ANC poll losses could see economic reforms put on the back burner

Johannesburg – International market forces have started weighing in on the outcome of the recently concluded elections, with the Washington-based Institute of International Finance (IIF) warning that the heavy losses suffered by the ANC will delay the implementation of reforms.

IIF members include commercial and investment banks, asset managers, insurance companies, sovereign wealth funds, hedge funds, central banks, and development banks. Losses in recent local elections may lead to delays of critical fiscal adjustment steps.

Benjamin Hilgenstock, an economist at IIF, said the recent elections would have an impact on how the country governs going forward.

“The party suffered major losses in the November 1 local government elections, which will likely weaken President [Cyril] Ramaphosa’s standing within the ANC, raising questions about his ability to secure another term as ANC president at the party’s elective conference in December 2022,” Hilgenstock said.

“The disappointing outcome for the ANC makes it more likely that the government will delay unpopular decisions such as cuts to transfers and the wage bill, and may not reject further state-owned entities bailouts, which would have aimed to ease investors’ concerns over public debt sustainability.”

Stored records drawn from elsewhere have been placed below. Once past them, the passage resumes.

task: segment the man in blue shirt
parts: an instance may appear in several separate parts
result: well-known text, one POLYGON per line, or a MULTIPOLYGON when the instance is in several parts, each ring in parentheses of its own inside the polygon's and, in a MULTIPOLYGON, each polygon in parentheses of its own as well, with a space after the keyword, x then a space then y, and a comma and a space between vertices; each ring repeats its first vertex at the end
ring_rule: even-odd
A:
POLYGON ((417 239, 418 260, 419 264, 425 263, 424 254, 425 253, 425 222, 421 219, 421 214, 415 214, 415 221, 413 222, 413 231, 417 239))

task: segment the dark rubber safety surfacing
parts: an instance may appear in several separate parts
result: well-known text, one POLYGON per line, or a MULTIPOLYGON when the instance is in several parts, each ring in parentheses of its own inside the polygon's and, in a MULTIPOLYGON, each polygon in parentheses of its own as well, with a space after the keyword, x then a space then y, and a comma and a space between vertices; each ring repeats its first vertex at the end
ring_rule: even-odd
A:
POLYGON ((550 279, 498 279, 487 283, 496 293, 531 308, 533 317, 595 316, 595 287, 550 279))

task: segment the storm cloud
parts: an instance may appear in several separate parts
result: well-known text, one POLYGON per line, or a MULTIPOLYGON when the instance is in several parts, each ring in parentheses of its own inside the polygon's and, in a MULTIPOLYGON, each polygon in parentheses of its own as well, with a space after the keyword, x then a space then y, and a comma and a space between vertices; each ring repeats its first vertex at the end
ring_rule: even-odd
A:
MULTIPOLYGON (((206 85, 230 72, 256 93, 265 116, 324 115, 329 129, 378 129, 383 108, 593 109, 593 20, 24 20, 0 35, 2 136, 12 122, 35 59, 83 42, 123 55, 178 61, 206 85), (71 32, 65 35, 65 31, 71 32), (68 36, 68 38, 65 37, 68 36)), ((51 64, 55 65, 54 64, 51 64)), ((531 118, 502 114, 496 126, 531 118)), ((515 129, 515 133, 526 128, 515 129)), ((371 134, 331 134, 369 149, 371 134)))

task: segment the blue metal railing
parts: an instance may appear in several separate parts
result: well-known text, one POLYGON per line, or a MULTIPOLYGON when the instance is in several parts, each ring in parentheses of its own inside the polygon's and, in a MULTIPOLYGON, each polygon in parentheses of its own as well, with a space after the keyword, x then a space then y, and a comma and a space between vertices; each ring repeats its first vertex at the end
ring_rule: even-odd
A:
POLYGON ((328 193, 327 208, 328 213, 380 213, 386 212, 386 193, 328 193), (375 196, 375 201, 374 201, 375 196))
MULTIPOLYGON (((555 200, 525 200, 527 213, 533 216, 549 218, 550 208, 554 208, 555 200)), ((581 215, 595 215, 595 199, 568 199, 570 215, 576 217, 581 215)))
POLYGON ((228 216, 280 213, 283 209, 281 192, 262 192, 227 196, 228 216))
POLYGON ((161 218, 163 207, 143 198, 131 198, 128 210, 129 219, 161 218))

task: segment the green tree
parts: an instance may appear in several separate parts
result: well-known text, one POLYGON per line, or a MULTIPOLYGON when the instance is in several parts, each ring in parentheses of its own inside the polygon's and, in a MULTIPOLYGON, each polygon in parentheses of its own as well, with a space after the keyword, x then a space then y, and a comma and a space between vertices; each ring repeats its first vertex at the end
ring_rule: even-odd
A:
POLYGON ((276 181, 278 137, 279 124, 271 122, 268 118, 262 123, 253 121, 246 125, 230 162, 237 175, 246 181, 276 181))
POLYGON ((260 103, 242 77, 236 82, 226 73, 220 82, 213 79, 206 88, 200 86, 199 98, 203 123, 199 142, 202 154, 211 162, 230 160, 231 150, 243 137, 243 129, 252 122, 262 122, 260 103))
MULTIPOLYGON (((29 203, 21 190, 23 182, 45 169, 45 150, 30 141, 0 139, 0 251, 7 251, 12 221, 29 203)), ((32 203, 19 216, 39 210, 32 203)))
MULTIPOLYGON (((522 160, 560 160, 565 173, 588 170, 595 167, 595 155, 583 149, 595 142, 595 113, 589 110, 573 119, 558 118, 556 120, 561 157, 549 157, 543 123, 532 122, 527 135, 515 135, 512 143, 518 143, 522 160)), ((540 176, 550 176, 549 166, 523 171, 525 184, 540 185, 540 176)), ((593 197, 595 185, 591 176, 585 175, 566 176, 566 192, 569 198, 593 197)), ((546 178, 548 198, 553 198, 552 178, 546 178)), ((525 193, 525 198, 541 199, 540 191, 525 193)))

A number of the country’s economic centres, the City of Johannesburg, the automotive hub of Nelson Mandela Bay, and the capital city Tshwane still do not have new political leadership in place as political parties continue coalitions talks.

The South African Reserve Bank on Thursday gave a gloomy economic outlook going into 2022. While the central bank expects annual gross domestic product growth of 5.3% in 2021, it has sharply lowered its 2022 projection, from 2.3% to 1.7%, and 2023 from 2.4% to 1.8%.

A persistent problem in the economy has been the erratic power supply by Eskom. In an interview with Sunday World, Toby Iles, the director in Fitch Ratings’ sovereign team, said gradual economic normalisation following the worst of the Covid shock in 2020 and higher commodity prices were supporting growth in South Africa.

“However, electricity shortages remain a key constraint on growth, together with tight public finances. We expect medium-term growth to remain low at less than 2%, complicating fiscal consolidation.

“This assumes some easing of electricity supply constraints, given substantial progress on enlisting independent power producers to add to capacity at scale.”